Serverless Data Engineering Platform on Cloud
Deploy Apache Airflow on AWS ECS (using FARGATE). Part 2
In Part 1 I’ve explained every step required to deploy Apache Airflow with celery executor on AWS ECS using EC2 (Highly recommend to read Part1 first).
In this post, I explain how to deploy Airflow on Serverless environment.
You can get all codes from https://github.com/fartashh/Airflow-on-ECS/tree/fargate
What is & Why AWS Fargate?
AWS Fargate is a technology that you can use with Amazon ECS to run containers without having to manage servers or clusters of EC2 instances. With AWS Fargate, you no longer have to provision, configure, and scale clusters of virtual machines to run containers. This removes the need to choose server types, decide when to scale your clusters, or optimize cluster packing.
When you run your tasks and services with the Fargate launch type, you package your application in containers, specify the CPU and memory requirements, define networking and IAM policies, and launch the application.
How to Deploy Airflow on ECS (using Fargate)
Preparation Step;
Follow from preparation step to step 9 in part 1.
Step 9: Create the Task Execution IAM Role
Amazon ECS needs permissions so that your Fargate task will be able to store logs in CloudWatch. This permission is covered by the task execution IAM role.
- Create a file named
execution-assume-role.json
with the following contents:
{
"Version": "2012-10-17",
"Statement": [
{
"Sid": "",
"Effect": "Allow",
"Principal": {
"Service": "ecs-tasks.amazonaws.com"
},
"Action": "sts:AssumeRole"
}
]
}
2. Using the AWS CLI, create the task execution role:
>>> aws iam --region us-east-1 create-role --role-name ecsExecutionRole --assume-role-policy-document file://execution-assume-role.json
3. Using the AWS CLI, attach the task execution role policy:
>>> aws iam --region us-east-1 attach-role-policy --role-name ecsExecutionRole --policy-arn arn:aws:iam::aws:policy/service-role/AmazonECSTaskExecutionRolePolicy
Step 10: Configure the ECS CLI
The ECS CLI requires credentials in order to make API requests on your behalf.

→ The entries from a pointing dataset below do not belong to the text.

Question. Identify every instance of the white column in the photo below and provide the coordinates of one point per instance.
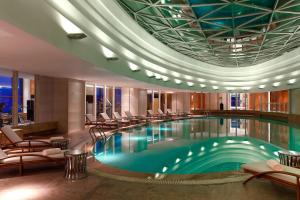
(26, 93)
(104, 98)
(15, 98)
(113, 100)
(269, 101)
(95, 101)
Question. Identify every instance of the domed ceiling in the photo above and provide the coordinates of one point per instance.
(228, 33)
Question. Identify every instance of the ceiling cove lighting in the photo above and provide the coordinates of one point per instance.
(165, 78)
(245, 88)
(279, 77)
(177, 81)
(133, 67)
(291, 81)
(149, 73)
(295, 73)
(73, 32)
(201, 80)
(230, 88)
(190, 84)
(215, 87)
(109, 55)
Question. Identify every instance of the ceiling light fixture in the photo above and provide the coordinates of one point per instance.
(190, 84)
(133, 67)
(149, 73)
(109, 55)
(291, 81)
(177, 81)
(73, 32)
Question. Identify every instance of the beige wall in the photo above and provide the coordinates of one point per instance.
(62, 100)
(294, 101)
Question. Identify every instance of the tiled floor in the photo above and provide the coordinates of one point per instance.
(48, 184)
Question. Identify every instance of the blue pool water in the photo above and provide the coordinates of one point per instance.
(198, 145)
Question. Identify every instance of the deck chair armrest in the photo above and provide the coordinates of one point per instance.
(262, 174)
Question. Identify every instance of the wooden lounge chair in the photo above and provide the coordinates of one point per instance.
(161, 114)
(120, 119)
(22, 160)
(289, 177)
(134, 119)
(17, 142)
(152, 115)
(109, 122)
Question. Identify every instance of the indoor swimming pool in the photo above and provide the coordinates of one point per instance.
(199, 145)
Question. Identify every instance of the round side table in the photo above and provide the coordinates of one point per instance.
(75, 164)
(60, 143)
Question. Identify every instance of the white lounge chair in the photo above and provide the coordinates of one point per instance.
(21, 160)
(290, 176)
(18, 142)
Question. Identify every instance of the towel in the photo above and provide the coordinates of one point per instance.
(274, 165)
(57, 138)
(47, 152)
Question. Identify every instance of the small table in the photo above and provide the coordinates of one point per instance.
(60, 143)
(289, 158)
(75, 164)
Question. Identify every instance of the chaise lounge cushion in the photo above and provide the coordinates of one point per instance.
(258, 167)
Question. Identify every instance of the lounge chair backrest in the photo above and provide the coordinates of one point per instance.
(169, 111)
(128, 113)
(3, 154)
(160, 111)
(11, 134)
(105, 116)
(89, 117)
(117, 116)
(150, 112)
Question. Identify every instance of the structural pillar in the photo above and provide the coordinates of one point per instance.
(15, 97)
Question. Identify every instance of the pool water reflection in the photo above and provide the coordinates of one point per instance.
(198, 145)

It can pull credentials from environment variables, an AWS profile, or an Amazon ECS profile.
- Create a cluster configuration, which defines the AWS region to use, resource creation prefixes, and the cluster name to use with the Amazon ECS CLI:
>>> ecs-cli configure --cluster datalab-fargate --region us-east-1 --default-launch-type FARGATE --config-name datalab-fargate
2. Create a CLI profile using your access key and secret key:
ecs-cli configure profile --access-key AWS_ACCESS_KEY_ID --secret-key AWS_SECRET_ACCESS_KEY --profile-name datalab-fargate
Tip: if you have more than on profile and cluster update ~/.ecs/confg
and ~/.ecs/credentials
and set cluster and profile name as a default value.
Step 11: Create a Cluster
Create an Amazon ECS cluster with the ecs-cli up command. Since you specified Fargate as your default launch type in the cluster configuration, this command will create an empty cluster.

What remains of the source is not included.